"We got text messages on our mobile phones, and we knew we had to jump into action," said Nial Tanvir, an astronomer at the U.K.'s University of Leicester and lead author of the other optical study.
Different teams of astronomers using telescopes in Hawaii, New Mexico, Chile, and Spain all tracked the massive explosion as it faded away.
Salvaterra and Tanvir's teams published their findings in two separate papers appearing this week in the journal Nature. Frail and colleagues posted their report last week to the Cornell University Web site Arxiv.org.
Breaking Up the Mist
Because of its extreme distance, the newfound gamma-ray burst shows that the star exploded before the dark ages ended thanks to reionization.
During the dark ages, the hydrogen atoms that permeated the universe were uncharged, so the gas blocked much of the radiation that we perceive as starlight.

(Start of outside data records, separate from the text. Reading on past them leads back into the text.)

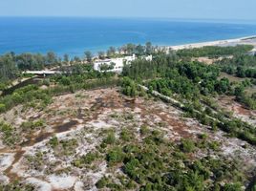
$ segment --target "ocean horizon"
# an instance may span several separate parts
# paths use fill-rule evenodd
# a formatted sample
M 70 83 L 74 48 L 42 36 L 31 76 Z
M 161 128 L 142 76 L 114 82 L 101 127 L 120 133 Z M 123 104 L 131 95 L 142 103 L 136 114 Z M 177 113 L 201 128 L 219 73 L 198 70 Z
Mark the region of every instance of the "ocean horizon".
M 239 38 L 256 34 L 254 21 L 193 19 L 0 17 L 0 54 L 14 52 L 81 56 L 127 43 L 155 46 Z

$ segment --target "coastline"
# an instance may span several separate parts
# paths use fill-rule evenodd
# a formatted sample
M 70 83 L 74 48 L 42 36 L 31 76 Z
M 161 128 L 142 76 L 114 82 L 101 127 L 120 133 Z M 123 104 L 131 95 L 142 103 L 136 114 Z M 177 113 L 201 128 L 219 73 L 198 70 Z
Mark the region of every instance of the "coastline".
M 254 49 L 256 49 L 256 35 L 244 36 L 241 38 L 232 38 L 226 40 L 216 40 L 216 41 L 206 41 L 206 42 L 190 43 L 183 45 L 164 46 L 164 48 L 179 51 L 182 49 L 195 49 L 206 46 L 235 46 L 239 44 L 251 44 L 254 46 Z

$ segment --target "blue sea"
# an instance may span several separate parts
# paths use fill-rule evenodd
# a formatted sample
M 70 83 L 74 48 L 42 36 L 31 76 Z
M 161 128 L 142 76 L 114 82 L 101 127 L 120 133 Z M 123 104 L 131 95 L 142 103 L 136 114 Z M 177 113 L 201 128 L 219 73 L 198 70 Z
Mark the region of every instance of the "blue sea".
M 127 43 L 179 45 L 256 34 L 256 23 L 175 19 L 0 17 L 0 53 L 82 55 Z

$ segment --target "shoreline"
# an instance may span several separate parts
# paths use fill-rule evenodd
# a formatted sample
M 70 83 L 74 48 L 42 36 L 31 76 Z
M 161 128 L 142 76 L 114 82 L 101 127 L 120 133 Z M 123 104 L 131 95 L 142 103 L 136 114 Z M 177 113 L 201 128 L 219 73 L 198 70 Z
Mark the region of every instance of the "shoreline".
M 182 45 L 175 45 L 175 46 L 162 46 L 162 48 L 172 49 L 174 51 L 179 51 L 182 49 L 195 49 L 195 48 L 203 48 L 206 46 L 234 46 L 239 44 L 251 44 L 256 48 L 256 35 L 251 36 L 244 36 L 240 38 L 231 38 L 225 40 L 215 40 L 215 41 L 205 41 L 199 43 L 190 43 L 190 44 L 182 44 Z

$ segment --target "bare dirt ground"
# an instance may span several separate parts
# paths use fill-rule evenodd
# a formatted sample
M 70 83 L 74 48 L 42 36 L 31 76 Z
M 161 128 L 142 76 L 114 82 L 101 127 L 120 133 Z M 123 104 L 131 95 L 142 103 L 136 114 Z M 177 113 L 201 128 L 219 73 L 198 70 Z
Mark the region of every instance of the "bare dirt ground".
M 238 114 L 247 115 L 239 107 L 235 109 Z M 0 141 L 1 183 L 19 179 L 42 191 L 96 190 L 95 184 L 104 175 L 121 172 L 113 172 L 103 159 L 86 168 L 75 167 L 74 160 L 96 151 L 105 131 L 112 129 L 118 135 L 121 129 L 128 128 L 139 134 L 141 125 L 163 132 L 170 141 L 197 138 L 198 135 L 206 134 L 211 140 L 221 144 L 217 158 L 225 156 L 239 159 L 245 169 L 256 167 L 254 146 L 226 138 L 224 132 L 214 133 L 210 127 L 183 117 L 180 110 L 161 101 L 140 97 L 128 99 L 117 89 L 80 91 L 57 96 L 42 111 L 17 106 L 1 115 L 1 118 L 22 135 L 13 148 Z M 30 133 L 19 130 L 23 121 L 37 119 L 45 121 L 44 127 Z M 53 148 L 50 139 L 53 137 L 64 143 L 69 142 L 68 146 Z M 193 155 L 201 158 L 207 153 Z
M 218 104 L 225 111 L 232 112 L 233 117 L 256 126 L 256 111 L 243 107 L 243 105 L 234 100 L 233 96 L 220 96 Z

But over time, light from the first stars ionized the hydrogen, turning it into a charged gas.
When this happened, "the universe went fairly rapidly from being opaque to suddenly being transparent," Tanvir said. "It's like on a foggy day, when the sun comes out and breaks up the mist."
Gamma-ray bursts can shine through the haze of the dark ages, however, since a gamma ray is the most intense type of light known.
By studying more gamma-ray bursts, researchers might be able to figure out when the very first stars appeared and when they began to clear up the fog.
Bing Zhang, of the University of Nevada in Las Vegas, wrote a commentary also appearing in Nature but was not involved in any of the studies.
"The discovery," Zhang wrote, "opens up the exciting possibility of studying the reionization epoch and the preceding cosmic dark ages."